Der Neubau des Dreiland-Klinikums in Lörrach wird rund 60 Millionen Euro teurer. Durch die Nachfinanzierung muss die bestehende Bürgschaft des Landkreises erhöht werden.
Weil das Dreiland-Klinikum um rund 60 Millionen Euro teurer wird, muss die bereits durch den Landkreis gewährte Bürgschaft erhöht werden, und zwar um bis zu 95 Millionen Euro, wie aus der Sitzungsvorlage des Kreistags hervorgeht. Die Bürgschaft wird ausschließlich zur Absicherung von Darlehen übernommen, die der Finanzierung des Bauprojekts Dreiland-Klinikum dienen, heißt es weiter.
Denn um die notwendigen Mehrkosten tragen zu können und um Bauverzögerungen vorzubeugen, bedarf es einer weiteren Kreditaufnahme der Kliniken, wie Geschäftsführer Udo Lavendel am Montag bei der Präsentation der Baukostenprognose im Landratsamt darlegte (wir berichteten). Diese Kreditaufnahme sei aber nur im Rahmen einer Absicherung durch eine Bürgschaft des Landkreises möglich.

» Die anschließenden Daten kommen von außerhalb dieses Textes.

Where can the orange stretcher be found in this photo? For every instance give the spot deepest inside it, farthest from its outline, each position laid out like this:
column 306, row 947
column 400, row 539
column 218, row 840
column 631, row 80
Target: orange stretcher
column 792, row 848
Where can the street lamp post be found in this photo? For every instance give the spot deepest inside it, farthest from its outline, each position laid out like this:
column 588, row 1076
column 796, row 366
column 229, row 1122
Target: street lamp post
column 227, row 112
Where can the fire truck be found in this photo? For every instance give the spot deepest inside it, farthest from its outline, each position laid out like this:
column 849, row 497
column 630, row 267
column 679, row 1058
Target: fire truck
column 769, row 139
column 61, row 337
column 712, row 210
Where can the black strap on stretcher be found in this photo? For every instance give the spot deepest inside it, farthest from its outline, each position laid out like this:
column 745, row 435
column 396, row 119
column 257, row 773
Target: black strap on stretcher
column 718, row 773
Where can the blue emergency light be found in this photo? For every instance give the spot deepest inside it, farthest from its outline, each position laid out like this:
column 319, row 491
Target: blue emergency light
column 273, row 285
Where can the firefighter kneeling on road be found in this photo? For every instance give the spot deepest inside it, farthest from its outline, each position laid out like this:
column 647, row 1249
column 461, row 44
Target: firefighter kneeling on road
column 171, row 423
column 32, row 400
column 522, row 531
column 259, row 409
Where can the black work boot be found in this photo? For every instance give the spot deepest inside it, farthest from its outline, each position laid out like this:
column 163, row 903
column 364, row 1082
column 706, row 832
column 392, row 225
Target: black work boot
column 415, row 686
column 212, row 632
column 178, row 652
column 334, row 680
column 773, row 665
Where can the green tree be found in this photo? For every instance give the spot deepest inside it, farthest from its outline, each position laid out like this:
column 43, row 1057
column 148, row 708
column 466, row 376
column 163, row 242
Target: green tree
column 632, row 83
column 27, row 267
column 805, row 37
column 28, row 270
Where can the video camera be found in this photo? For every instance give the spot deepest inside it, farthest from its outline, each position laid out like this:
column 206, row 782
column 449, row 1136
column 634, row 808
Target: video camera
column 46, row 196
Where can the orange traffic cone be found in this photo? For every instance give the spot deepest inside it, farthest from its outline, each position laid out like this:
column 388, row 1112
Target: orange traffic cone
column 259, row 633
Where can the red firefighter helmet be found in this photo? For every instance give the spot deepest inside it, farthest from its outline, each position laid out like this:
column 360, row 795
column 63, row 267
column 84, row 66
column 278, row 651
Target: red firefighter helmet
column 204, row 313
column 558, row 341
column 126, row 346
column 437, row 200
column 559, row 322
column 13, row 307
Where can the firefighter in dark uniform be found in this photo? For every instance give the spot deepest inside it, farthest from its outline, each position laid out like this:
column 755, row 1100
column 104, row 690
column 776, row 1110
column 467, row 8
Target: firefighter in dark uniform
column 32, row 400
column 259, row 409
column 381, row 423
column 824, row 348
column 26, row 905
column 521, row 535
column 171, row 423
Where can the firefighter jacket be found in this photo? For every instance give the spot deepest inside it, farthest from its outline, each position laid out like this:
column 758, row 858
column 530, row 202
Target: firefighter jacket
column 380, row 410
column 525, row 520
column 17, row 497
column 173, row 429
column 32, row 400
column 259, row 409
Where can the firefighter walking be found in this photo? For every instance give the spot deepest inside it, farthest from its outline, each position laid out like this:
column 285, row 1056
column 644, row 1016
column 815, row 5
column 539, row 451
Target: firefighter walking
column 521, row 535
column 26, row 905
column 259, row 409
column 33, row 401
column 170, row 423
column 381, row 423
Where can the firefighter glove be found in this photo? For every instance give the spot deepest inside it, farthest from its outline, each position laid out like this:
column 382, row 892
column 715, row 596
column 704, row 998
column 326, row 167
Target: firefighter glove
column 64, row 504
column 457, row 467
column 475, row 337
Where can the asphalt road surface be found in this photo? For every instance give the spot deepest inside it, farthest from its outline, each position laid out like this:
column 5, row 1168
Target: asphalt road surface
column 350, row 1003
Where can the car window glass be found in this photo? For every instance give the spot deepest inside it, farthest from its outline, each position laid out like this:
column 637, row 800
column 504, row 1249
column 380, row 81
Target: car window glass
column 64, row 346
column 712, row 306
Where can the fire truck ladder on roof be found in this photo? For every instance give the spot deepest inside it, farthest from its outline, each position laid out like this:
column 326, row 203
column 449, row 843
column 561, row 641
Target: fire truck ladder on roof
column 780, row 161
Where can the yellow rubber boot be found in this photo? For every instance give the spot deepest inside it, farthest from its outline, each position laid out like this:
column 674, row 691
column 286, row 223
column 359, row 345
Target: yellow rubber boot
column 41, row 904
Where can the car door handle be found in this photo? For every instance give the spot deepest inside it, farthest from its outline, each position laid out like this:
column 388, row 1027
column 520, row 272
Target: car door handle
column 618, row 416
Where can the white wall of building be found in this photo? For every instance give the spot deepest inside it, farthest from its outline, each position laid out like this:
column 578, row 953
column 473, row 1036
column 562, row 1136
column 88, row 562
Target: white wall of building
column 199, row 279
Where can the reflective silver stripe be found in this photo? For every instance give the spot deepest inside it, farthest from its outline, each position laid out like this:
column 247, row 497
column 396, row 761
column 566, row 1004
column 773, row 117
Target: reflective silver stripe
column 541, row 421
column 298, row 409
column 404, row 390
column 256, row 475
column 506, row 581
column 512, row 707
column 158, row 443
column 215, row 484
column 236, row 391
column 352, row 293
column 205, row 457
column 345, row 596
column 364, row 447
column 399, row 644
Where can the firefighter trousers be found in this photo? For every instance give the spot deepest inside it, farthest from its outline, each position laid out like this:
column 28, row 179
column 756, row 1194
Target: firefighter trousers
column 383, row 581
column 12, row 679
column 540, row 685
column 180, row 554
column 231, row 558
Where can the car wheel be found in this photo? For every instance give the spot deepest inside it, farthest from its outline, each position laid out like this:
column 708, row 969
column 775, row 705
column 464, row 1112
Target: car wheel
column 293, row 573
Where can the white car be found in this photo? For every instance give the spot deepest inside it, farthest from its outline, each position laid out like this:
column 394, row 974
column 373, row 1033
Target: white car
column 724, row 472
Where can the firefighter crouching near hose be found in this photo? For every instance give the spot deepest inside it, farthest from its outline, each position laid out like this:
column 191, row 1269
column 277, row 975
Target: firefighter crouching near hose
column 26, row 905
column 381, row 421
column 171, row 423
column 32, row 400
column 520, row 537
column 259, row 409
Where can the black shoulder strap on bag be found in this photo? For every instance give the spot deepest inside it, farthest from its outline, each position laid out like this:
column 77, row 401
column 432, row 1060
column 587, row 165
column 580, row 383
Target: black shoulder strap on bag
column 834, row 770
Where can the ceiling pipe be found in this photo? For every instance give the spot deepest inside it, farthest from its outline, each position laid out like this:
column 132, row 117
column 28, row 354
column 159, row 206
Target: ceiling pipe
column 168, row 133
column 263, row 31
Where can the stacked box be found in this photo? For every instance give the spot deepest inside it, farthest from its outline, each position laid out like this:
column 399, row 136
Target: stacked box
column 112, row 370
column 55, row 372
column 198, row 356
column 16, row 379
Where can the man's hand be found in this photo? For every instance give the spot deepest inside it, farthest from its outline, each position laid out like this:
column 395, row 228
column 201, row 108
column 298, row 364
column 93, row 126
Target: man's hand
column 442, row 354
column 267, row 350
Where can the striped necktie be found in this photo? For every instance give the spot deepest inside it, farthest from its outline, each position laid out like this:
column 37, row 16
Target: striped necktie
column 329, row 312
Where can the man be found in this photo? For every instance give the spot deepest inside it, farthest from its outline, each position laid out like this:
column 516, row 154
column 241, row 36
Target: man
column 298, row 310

Kreistag entscheidet über weitere Erhöhung
Die ursprünglich im Jahr 2020 vom Landkreis gewährte Bürgschaft zur Finanzierung des Bauprojekts der Kreiskliniken in Höhe von 180 Millionen Euro wurde zuletzt mit Beschluss des Kreistags vom 6. März 2024 im Rahmen der Abgabe der Patronatserklärung zugunsten der Kliniken GmbH auf 207 Millionen Euro erhöht.
Nun soll ein Nachschlag erfolgen, sodass die Ausfallbürgschaft auf insgesamt 302 Millionen Euro ansteigen wird.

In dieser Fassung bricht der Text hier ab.